Summer in Switzerland really rocks. Every year around this time you will read the same on all newspapers weather forecasts: sunny days, rapid build up of cumulus, light and sound show by the end of the day. Of course, non photographers are not happy with that. Swimming pool and/or barbecue days can be counted with the fingers of your hand, but those bitten by the photography bug are busier than ever. This two last couple of weeks I had been scouting the countryside region looking for potential photo opportunities to depict the typical harvest time that takes place in summer. Rolling hills, layers of different colours, wheat rolls scattered around the landscape, an isolated tree in the distance, lots of yellows, reds and oranges...What else can a landscape photographer ask for? Stormy skies. Dark blue skies that complement very well with the warm tones of the land, blooming clouds that depict the summer heat, sun rays briefly peeking through the clouds giving you those instants of pure golden light. So, when a few days ago a big storm was announced, i headed for one of the points i had previously selected, with a panoramic composition in mind, hoping the wheat rolls would still be there waiting for me.

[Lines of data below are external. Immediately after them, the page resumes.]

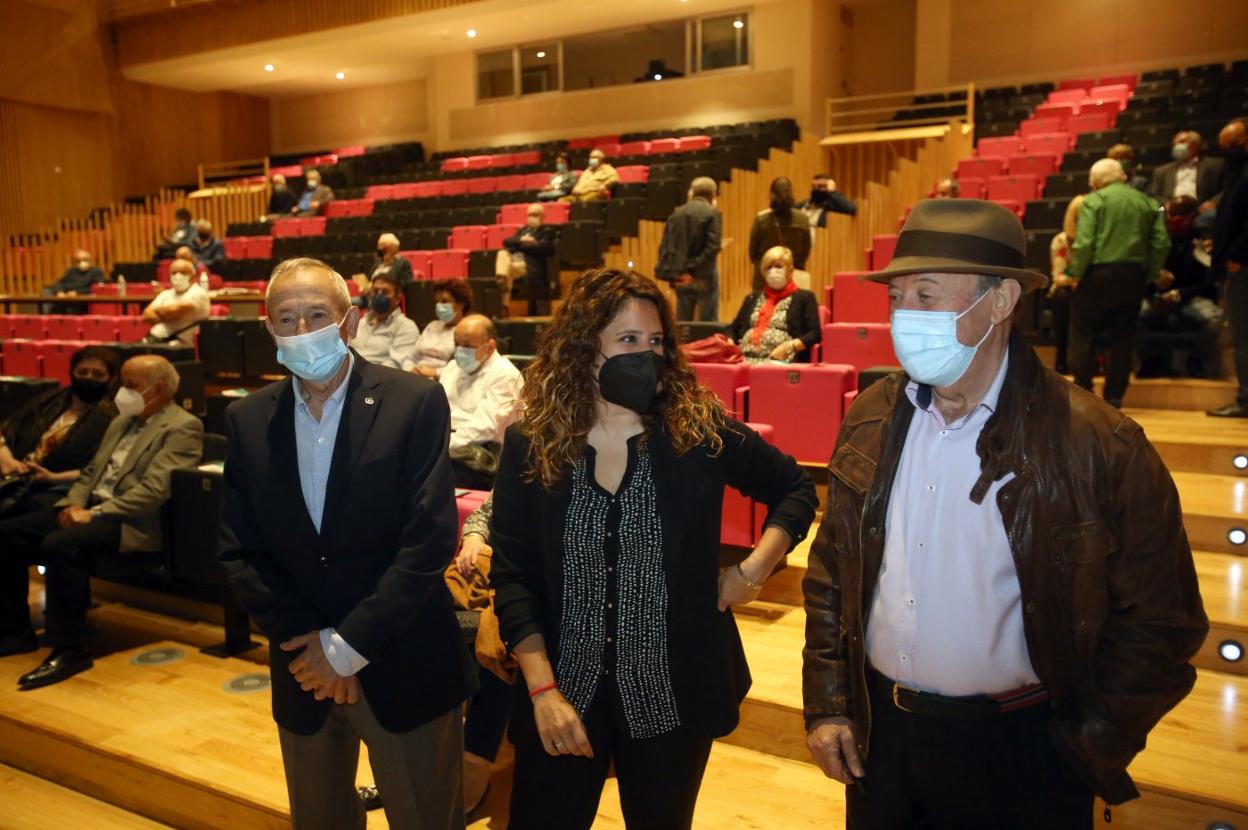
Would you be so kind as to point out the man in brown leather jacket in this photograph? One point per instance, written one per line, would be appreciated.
(1001, 599)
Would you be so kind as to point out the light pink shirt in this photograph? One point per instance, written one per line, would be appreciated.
(947, 614)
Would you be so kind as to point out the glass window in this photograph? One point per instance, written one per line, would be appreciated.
(539, 69)
(725, 41)
(496, 74)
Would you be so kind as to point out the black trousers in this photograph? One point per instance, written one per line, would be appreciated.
(68, 556)
(658, 776)
(1106, 303)
(994, 773)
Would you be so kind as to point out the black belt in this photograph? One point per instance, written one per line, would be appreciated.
(936, 705)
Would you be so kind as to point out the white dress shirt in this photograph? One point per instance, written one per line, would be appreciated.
(387, 342)
(484, 403)
(946, 615)
(313, 444)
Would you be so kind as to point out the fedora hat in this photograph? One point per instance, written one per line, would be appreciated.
(961, 236)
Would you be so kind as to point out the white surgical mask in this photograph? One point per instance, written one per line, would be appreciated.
(926, 343)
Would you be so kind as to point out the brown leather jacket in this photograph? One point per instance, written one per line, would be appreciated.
(1111, 607)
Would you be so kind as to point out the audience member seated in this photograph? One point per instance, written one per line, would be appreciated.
(947, 189)
(534, 244)
(595, 182)
(781, 321)
(53, 436)
(315, 195)
(386, 336)
(779, 225)
(1184, 297)
(209, 250)
(114, 506)
(78, 280)
(824, 200)
(436, 346)
(281, 199)
(175, 312)
(483, 388)
(560, 182)
(1191, 174)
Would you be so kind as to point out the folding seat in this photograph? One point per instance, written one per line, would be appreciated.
(1001, 147)
(21, 357)
(858, 300)
(1018, 189)
(63, 327)
(860, 345)
(1038, 165)
(804, 403)
(881, 250)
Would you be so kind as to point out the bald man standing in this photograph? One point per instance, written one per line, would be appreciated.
(112, 507)
(337, 526)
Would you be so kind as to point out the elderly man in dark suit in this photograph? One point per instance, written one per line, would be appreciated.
(338, 523)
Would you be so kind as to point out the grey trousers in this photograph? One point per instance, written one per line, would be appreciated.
(419, 774)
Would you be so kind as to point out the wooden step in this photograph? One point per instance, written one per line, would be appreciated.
(30, 803)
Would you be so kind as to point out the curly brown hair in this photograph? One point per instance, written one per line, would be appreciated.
(560, 393)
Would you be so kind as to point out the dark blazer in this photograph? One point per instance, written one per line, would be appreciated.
(709, 673)
(801, 320)
(375, 571)
(1208, 180)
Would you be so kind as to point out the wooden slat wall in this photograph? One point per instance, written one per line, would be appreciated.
(915, 167)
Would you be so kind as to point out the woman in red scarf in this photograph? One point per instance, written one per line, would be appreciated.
(781, 321)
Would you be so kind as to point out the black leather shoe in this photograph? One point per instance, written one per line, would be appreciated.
(61, 664)
(1229, 411)
(13, 644)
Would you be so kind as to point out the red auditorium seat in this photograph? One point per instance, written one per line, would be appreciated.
(881, 250)
(21, 358)
(63, 327)
(1036, 165)
(449, 263)
(980, 167)
(858, 300)
(1053, 142)
(861, 345)
(1018, 189)
(803, 403)
(730, 383)
(1001, 147)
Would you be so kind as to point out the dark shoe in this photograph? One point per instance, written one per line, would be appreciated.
(61, 664)
(13, 644)
(1229, 411)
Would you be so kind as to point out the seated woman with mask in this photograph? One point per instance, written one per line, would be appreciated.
(51, 437)
(781, 321)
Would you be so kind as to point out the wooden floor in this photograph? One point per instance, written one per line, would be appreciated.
(136, 745)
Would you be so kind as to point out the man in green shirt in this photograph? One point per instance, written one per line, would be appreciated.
(1120, 246)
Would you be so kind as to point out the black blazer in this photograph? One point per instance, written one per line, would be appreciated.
(803, 320)
(376, 569)
(709, 673)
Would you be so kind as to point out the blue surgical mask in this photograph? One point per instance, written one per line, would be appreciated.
(316, 356)
(466, 358)
(926, 343)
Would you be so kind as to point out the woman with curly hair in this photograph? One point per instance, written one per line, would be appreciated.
(605, 531)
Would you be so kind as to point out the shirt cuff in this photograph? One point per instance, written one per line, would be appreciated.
(345, 659)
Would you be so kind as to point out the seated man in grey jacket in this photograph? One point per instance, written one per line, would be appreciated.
(112, 507)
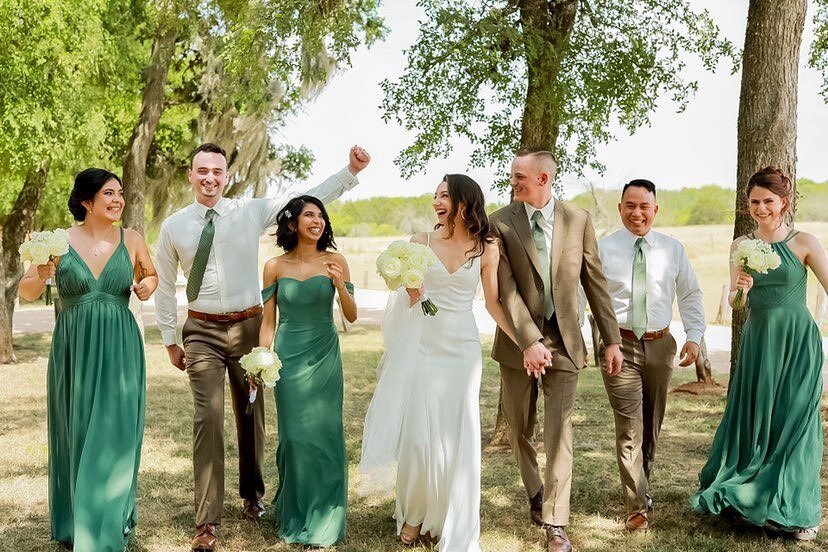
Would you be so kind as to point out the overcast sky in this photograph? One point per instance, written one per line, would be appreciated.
(692, 148)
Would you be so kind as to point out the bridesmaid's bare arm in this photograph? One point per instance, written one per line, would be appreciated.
(268, 327)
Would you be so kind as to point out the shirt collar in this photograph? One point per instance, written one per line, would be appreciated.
(220, 208)
(546, 211)
(649, 237)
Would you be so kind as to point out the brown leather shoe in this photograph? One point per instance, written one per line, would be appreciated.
(253, 509)
(536, 508)
(637, 522)
(557, 541)
(205, 539)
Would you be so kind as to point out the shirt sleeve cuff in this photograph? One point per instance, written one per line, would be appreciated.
(346, 179)
(168, 337)
(695, 336)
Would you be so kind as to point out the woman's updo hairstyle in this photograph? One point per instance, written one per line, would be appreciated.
(287, 233)
(88, 183)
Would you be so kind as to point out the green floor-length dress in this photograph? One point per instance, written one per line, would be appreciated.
(313, 472)
(765, 459)
(96, 384)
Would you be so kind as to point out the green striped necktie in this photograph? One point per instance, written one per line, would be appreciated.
(639, 291)
(543, 256)
(205, 243)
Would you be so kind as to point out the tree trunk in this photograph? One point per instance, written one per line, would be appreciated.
(14, 231)
(546, 27)
(767, 108)
(152, 105)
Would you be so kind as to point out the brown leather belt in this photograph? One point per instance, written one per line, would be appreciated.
(226, 317)
(649, 336)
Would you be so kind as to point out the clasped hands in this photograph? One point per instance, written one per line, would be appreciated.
(537, 358)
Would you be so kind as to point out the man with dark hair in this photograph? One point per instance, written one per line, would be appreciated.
(216, 242)
(646, 271)
(547, 247)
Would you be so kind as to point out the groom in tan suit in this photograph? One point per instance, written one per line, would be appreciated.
(547, 248)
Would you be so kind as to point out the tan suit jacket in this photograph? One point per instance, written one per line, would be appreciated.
(573, 259)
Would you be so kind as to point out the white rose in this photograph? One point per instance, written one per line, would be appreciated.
(412, 278)
(393, 283)
(756, 260)
(388, 266)
(38, 253)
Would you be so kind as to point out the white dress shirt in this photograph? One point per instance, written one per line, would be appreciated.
(546, 221)
(231, 279)
(669, 277)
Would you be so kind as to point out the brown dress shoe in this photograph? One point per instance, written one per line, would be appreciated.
(205, 539)
(536, 508)
(557, 541)
(637, 522)
(253, 509)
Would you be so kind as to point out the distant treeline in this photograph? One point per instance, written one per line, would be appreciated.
(390, 216)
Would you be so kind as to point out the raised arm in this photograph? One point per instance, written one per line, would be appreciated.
(146, 277)
(268, 328)
(491, 290)
(329, 190)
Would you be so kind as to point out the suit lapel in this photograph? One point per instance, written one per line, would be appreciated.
(558, 234)
(520, 222)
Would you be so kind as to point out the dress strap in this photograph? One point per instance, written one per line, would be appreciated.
(791, 234)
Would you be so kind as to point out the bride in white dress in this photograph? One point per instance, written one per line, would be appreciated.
(422, 430)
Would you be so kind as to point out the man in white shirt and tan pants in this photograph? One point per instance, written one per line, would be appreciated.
(645, 271)
(215, 240)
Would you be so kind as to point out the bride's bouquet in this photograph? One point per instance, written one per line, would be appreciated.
(754, 256)
(42, 247)
(261, 366)
(403, 264)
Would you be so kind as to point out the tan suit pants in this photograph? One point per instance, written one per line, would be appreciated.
(520, 395)
(638, 395)
(213, 349)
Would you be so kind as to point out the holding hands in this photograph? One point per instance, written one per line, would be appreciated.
(358, 159)
(536, 358)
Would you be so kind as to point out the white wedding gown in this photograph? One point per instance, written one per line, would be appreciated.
(424, 419)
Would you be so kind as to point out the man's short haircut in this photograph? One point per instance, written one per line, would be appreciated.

I arrived and there they were. The only thing missing was the golden light. The skies had been loading with big cumulus during the day, now the sky was a heavy and apocalyptic mass of raging water in suspension, looming over the land. I spent almost three hours there, under the umbrella, waiting for that light that makes all waiting worth. During that time, i could see strong curtains of rain falling across the landscape, the whole sky changing all the time. Would i get something? I had no idea. You never have. But the skies played ball, and at the end of the evening, the sun found a window at the west giving a few minutes during which i could take some panoramas, focusing on the wheat rolls, the different layers of the land, and a big space for the sky. Some minutes later, all was gone. Wet but happy, i left the area and arrived home with some film to develop and files to download.
The following day I read the newspapers. That "photogenic" storm had caused damages of several million swiss francs all over the area. Hail of the size of golf balls had been falling at less than 2 km from where I set my tripod, denting cars, breaking windows, flatting trees and ruining crops. I dont want to imagine what that would have done on a 617 camera or Nikon D3x, a photographer head and his poor car. For what "bad weather is good weather",... till it hits you :)
Thanks for reading and good light to you all.